Fatigue - The predominant symptom of ME/CFS is usually severe fatigue and malaise following mental or physical activity, the full extent of this exhaustion often becoming apparent only 24 to 48 hours after the activity {assuming, of course, the person was not already in a 'recovery period' from a previous activity}.

Muscle symptoms - Include exercise intolerance and post-exertional malaise {i.e. feeling shattered the day after undue physical activity}, pain/myalgia {present in around 75% of people} and visible twitching of the muscles which sometimes includes eyelid twitching.

Brain and Central Nervous System Symptoms - Include cognitive dysfunction {problems with short-term memory, concentration and maintaining attention}, clumsiness, disequilibrium likened to 'walking on rubber', and word finding abilities. Problems with control of the autonomic nervous system results in palpitations, sweating episodes and symptoms associated with low blood pressure/postural hypotension {e.g. fainting}.

Immune System - Symptoms which suggest on-going abnormalities in immune system function include sore throats, enlarged glands, joint pains, headaches, problems with temperature control and intermittent flu-like feelings.

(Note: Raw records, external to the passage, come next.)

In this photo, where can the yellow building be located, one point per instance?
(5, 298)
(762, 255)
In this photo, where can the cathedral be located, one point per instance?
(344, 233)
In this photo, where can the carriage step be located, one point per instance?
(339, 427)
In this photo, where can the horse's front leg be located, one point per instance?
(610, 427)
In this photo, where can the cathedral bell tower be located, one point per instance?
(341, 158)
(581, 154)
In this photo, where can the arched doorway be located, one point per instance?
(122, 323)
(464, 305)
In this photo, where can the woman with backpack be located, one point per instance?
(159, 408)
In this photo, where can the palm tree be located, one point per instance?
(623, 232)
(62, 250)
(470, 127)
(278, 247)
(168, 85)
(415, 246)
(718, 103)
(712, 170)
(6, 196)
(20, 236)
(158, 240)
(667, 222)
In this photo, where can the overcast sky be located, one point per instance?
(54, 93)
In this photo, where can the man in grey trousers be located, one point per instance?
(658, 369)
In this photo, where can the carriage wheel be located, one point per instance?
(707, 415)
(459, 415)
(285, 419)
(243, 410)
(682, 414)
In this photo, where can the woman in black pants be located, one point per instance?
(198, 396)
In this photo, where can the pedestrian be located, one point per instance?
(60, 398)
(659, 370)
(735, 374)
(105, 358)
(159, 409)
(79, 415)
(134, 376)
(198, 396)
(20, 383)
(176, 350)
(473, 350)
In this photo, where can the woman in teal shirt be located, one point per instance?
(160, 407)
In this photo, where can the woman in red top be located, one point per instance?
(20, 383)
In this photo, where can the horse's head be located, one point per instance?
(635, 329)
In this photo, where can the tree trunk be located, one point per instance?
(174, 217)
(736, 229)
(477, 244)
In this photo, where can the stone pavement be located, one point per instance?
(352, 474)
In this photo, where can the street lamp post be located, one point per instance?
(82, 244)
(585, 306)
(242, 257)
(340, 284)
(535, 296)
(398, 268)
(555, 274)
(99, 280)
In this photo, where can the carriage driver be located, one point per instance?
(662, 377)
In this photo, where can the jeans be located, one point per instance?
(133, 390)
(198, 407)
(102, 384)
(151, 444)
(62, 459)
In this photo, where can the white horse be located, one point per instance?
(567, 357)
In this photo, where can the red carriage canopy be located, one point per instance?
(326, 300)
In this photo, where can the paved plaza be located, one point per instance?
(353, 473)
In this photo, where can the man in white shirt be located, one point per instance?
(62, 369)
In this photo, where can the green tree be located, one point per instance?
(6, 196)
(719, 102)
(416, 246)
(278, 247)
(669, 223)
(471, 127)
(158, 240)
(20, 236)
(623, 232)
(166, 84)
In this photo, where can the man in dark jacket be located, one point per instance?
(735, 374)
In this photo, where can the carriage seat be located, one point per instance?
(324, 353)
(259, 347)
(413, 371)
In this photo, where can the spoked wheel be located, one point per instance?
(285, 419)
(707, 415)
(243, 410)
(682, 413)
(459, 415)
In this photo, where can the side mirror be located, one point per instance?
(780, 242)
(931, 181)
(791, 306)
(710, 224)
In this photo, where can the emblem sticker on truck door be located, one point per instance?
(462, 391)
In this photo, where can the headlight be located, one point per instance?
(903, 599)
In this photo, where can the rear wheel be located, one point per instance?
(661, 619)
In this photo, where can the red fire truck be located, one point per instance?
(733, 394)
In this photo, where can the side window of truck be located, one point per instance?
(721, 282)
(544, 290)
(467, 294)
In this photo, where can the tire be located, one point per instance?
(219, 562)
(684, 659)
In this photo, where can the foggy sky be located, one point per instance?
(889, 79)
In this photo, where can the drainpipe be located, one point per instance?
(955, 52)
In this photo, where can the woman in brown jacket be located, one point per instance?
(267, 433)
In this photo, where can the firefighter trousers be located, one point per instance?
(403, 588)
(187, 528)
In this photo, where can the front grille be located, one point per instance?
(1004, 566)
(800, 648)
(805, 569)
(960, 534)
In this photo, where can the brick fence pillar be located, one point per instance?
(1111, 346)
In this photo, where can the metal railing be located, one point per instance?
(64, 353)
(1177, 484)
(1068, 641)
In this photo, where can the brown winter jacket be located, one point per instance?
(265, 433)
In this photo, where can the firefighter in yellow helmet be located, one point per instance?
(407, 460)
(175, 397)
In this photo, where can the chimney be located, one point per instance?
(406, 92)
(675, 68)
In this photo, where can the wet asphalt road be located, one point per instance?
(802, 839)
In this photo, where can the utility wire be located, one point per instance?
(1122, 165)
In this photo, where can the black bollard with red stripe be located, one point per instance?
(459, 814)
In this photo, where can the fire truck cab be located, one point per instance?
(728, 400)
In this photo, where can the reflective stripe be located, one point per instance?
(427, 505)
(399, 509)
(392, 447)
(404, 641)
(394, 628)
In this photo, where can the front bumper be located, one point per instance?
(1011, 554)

Irritable Bowel Syndrome - Constipation, diarrhoea, frequent abdominal pain, abdominal gas and nausea represents symptoms frequently found in ME patients.

Fibromyalgia - A widespread musculoskeletal pain and fatigue disorder for which the cause is still unknown. Fibromyalgia means pain in the fibrous tissues in the body.

Other common symptoms - Other symptoms which frequently occur in ME/CFS include sleep disturbances, alcohol intolerance, emotional lability or mood swings, features of clinical depression as time goes on, cognitive or memory impairment, palpitations, muscle pain, joint pain {without signs of inflammation}, sore throat, tender lymphadenopathy, headache, postural or rotational dizziness, altered temperature sensation, parathesiae and sensitivity to light and sound.

Aggravating factors - Changes in weather, cold or draughty environments, hormonal fluctuations {premenstrual and menopausal states}, stress, depression, anxiety and over-exertion can all contribute to symptom flare-ups.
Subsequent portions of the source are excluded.